Xu Zhengyang se sintió un poco avergonzado, pero como era costumbre corresponder, dijo: "Visitaré tu casa el quinto día del año nuevo".

Dong Yuebu repetía: "Bienvenidos, bienvenidos".

Poco después de que terminara la llamada, Dong Wenqi envió un mensaje de texto: ¡Bienvenido, bienvenido! ¡Qué ocupado estás! Pensé que nunca volverías a nuestra casa.

Xu Zhengyang se rascó la cabeza, pensando que la chica debía estar aburrida en casa. Así que le envió un mensaje de texto: Lo siento, he estado ocupado últimamente.

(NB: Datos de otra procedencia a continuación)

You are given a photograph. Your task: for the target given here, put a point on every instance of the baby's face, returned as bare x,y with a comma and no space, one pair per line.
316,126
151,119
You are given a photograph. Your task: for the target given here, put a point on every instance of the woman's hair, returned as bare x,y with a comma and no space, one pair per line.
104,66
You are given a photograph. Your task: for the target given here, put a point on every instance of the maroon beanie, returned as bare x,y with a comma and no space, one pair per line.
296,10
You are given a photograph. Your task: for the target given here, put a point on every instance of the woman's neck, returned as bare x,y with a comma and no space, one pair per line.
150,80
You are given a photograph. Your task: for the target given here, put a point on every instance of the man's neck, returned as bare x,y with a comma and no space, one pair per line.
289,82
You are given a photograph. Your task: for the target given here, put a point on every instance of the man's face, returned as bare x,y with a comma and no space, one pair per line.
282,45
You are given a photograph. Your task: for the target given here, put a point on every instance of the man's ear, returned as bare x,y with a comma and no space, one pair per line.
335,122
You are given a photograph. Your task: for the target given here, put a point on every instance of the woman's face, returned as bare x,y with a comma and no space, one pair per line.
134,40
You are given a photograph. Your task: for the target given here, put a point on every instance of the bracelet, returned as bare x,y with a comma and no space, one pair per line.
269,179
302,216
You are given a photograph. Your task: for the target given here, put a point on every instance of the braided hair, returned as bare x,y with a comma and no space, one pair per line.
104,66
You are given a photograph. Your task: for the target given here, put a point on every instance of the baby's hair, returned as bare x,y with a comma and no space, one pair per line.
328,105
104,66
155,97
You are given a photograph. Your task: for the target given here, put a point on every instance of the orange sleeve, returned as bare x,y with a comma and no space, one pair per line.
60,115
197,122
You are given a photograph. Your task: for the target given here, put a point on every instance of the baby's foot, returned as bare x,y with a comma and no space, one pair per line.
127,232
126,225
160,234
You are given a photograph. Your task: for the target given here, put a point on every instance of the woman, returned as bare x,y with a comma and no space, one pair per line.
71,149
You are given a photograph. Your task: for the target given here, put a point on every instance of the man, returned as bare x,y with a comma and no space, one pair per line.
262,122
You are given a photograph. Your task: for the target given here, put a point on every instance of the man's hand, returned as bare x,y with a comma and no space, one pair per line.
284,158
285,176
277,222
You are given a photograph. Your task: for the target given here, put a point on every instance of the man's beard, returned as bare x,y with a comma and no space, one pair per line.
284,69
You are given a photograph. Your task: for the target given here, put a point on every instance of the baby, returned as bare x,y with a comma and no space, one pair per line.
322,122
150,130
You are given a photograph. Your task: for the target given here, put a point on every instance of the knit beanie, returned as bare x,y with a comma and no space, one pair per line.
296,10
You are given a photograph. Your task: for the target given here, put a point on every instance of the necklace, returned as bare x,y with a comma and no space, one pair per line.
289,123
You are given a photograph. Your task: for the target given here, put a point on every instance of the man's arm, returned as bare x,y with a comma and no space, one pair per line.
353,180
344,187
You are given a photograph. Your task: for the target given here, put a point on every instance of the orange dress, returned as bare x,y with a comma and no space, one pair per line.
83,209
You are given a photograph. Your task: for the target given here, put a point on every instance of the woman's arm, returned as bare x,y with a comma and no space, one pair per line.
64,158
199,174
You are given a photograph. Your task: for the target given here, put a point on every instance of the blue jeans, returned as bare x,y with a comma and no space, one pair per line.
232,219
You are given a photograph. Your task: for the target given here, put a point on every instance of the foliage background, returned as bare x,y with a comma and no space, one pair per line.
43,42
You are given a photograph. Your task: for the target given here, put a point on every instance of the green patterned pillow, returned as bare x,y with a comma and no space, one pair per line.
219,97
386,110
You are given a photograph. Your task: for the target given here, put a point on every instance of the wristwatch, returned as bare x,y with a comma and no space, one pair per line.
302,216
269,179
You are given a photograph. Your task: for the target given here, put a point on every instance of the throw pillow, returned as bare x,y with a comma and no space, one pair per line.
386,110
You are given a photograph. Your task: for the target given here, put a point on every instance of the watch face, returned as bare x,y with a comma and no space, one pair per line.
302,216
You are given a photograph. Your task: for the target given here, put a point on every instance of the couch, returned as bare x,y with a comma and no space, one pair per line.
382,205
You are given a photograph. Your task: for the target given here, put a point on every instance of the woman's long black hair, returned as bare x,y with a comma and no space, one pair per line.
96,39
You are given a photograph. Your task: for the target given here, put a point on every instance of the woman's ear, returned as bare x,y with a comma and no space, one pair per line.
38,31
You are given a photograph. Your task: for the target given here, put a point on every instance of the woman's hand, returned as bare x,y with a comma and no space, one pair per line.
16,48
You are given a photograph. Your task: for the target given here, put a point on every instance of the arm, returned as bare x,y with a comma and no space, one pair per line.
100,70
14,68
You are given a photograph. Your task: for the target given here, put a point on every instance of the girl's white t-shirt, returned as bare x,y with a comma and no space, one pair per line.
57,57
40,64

El mensaje de texto respondió rápidamente: ¡Qué persona tan ocupada! ¿Recibiste mi mensaje de QQ? Ni siquiera me llamaste ni me enviaste un mensaje. Suspiro, ya no puedo acceder a internet. ¿Ahora eres más experta en tecnología? ¿Sigues escribiendo tan despacio?

Xu Zhengyang frunció los labios y respondió: Estoy en casa de un familiar. Hablamos cuando tengamos tiempo.

Respuesta por mensaje de texto: Vale, humph.

Xu Zhengyang pensó para sí mismo: "¿Qué estás tarareando? No soy tu hombre, ¿verdad? ¿Acaso me vendí a ti?"

Durante los primeros días del Año Nuevo Lunar, la gente se dedicó a visitar a familiares y amigos para intercambiar saludos. Cada noche, Xu Zhengyang se reunía con un grupo de amigos para charlar y beber. En los últimos meses, él y sus hermanos se habían distanciado sin darse cuenta, lo que hacía que Xu Zhengyang se sintiera bastante desanimado e impotente. Así que, durante estos días de ocio por las vacaciones de Año Nuevo, Xu Zhengyang intentó reconectar con sus hermanos.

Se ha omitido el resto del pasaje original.